Retail magnates have produced a virtual laundry list of causes for the industry's difficulties in recent years.

The high dollar, internet shopping, labour costs, the carbon tax — all have copped the blame at some point.

But there's a much more significant cause for the industry's pain that they're much less keen to single out: their customers.

Since the middle of last decade, there has been fundamental change in household spending patterns. The effects of these changes to how we spend are still rippling through the economy, and are responsible for a large chunk of the challenges facing many big employers.

The graph shows that from about 2005, consumers began spending a significantly lower share of their incomes on goods and services that are discretionary, or non-essential.

The share of spending that is discretionary (such as cultural and recreational activities, retail, alcohol, hotels and eating out) has fallen from about 32.5 per cent of budgets to 28.5 per cent.

At the same time, we've devoted a greater share to what economists regard as necessities, such as education, health, food, housing and utilities.

What brought about the shift?

A common explanation is that households have re-adjusted their budgets because they started to realise the spending sprees of early last decade were unsustainable, as much of the binge was funded by a boom in asset prices.

Since the financial crisis, the share of income we're prepared to spend on many non-essential products has tended to drop.

Total spending is still growing.

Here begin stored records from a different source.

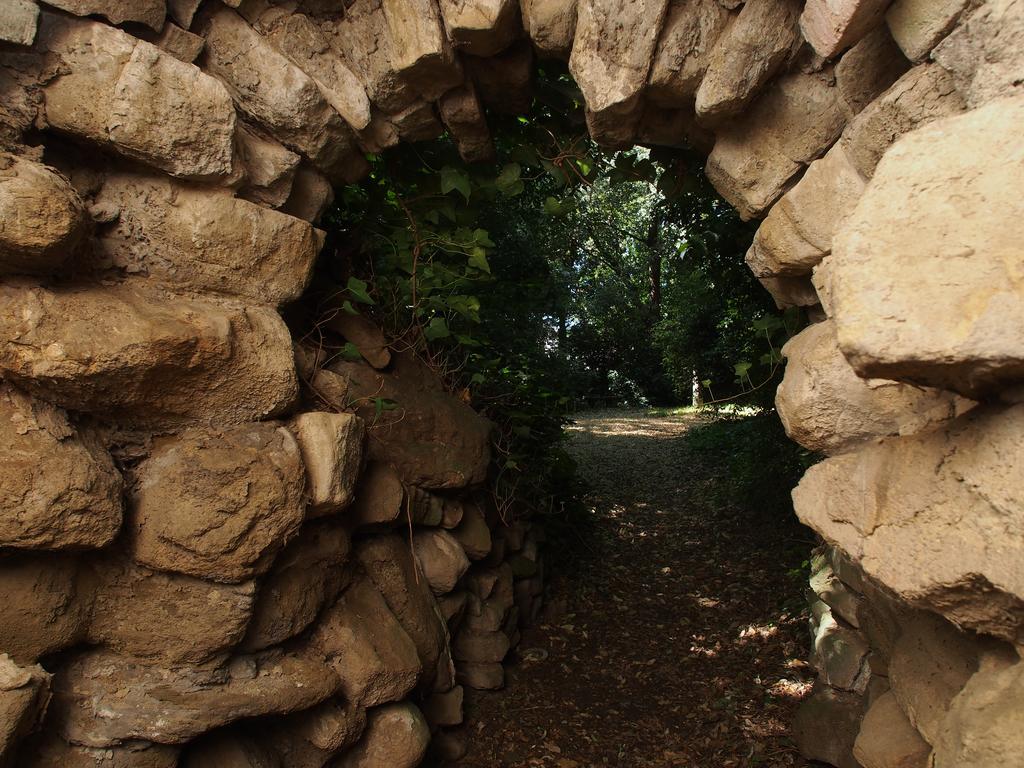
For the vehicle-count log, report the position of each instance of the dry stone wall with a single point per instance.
(213, 552)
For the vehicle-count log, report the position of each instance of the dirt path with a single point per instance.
(674, 635)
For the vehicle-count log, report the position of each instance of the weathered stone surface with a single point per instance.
(441, 559)
(25, 692)
(481, 28)
(750, 53)
(19, 22)
(101, 699)
(924, 273)
(390, 566)
(986, 720)
(332, 452)
(307, 576)
(432, 439)
(794, 123)
(798, 231)
(611, 71)
(148, 12)
(57, 489)
(550, 25)
(42, 219)
(373, 655)
(131, 96)
(167, 619)
(396, 736)
(207, 240)
(279, 95)
(42, 607)
(690, 31)
(161, 358)
(932, 516)
(833, 26)
(923, 94)
(826, 408)
(919, 25)
(888, 739)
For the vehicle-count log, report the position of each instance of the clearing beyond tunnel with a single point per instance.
(221, 547)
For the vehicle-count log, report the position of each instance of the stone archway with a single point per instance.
(164, 166)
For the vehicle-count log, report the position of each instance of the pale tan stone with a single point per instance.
(925, 273)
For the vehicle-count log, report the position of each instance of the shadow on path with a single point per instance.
(675, 630)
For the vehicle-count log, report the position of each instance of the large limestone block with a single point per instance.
(919, 25)
(691, 29)
(798, 231)
(825, 407)
(370, 651)
(983, 52)
(307, 576)
(441, 559)
(791, 125)
(24, 695)
(396, 736)
(332, 451)
(550, 25)
(218, 504)
(611, 70)
(102, 699)
(42, 219)
(925, 273)
(43, 608)
(57, 489)
(751, 52)
(432, 439)
(279, 95)
(148, 12)
(207, 240)
(160, 359)
(923, 94)
(888, 739)
(833, 26)
(985, 725)
(481, 28)
(934, 516)
(139, 101)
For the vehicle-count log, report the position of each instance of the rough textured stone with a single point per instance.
(218, 504)
(931, 516)
(307, 576)
(690, 30)
(207, 240)
(368, 648)
(332, 452)
(611, 71)
(794, 123)
(396, 736)
(432, 439)
(481, 28)
(550, 25)
(57, 489)
(101, 699)
(826, 408)
(43, 606)
(750, 53)
(131, 96)
(162, 358)
(42, 219)
(441, 559)
(168, 619)
(919, 25)
(833, 26)
(924, 273)
(888, 739)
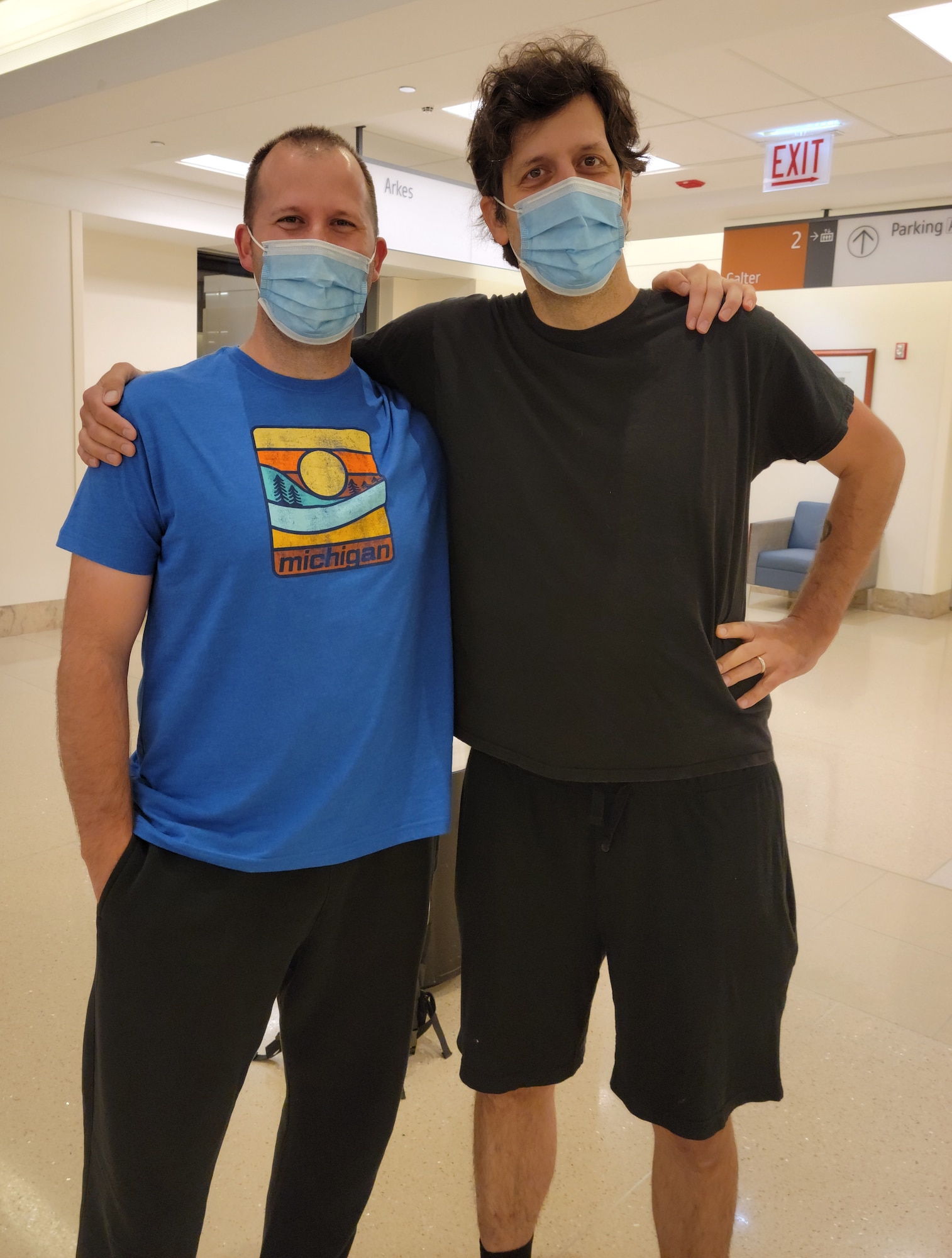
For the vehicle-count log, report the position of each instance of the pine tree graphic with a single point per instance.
(279, 491)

But it's doing so at a moderate rate of 3 per cent to 4 per cent — roughly in line with what we're earning.

Few would dispute that this is a much more sensible approach to household budgeting than relying on rising house prices and rising share prices. But for the industries that relied on us splashing out — especially retail — it's made life much harder.

Many of these businesses are being forced to cater to a more cautious breed of consumer, who are more reluctant about living beyond their means. It's a wrenching change for firms across the economy, even if it is ultimately in the households' best interests.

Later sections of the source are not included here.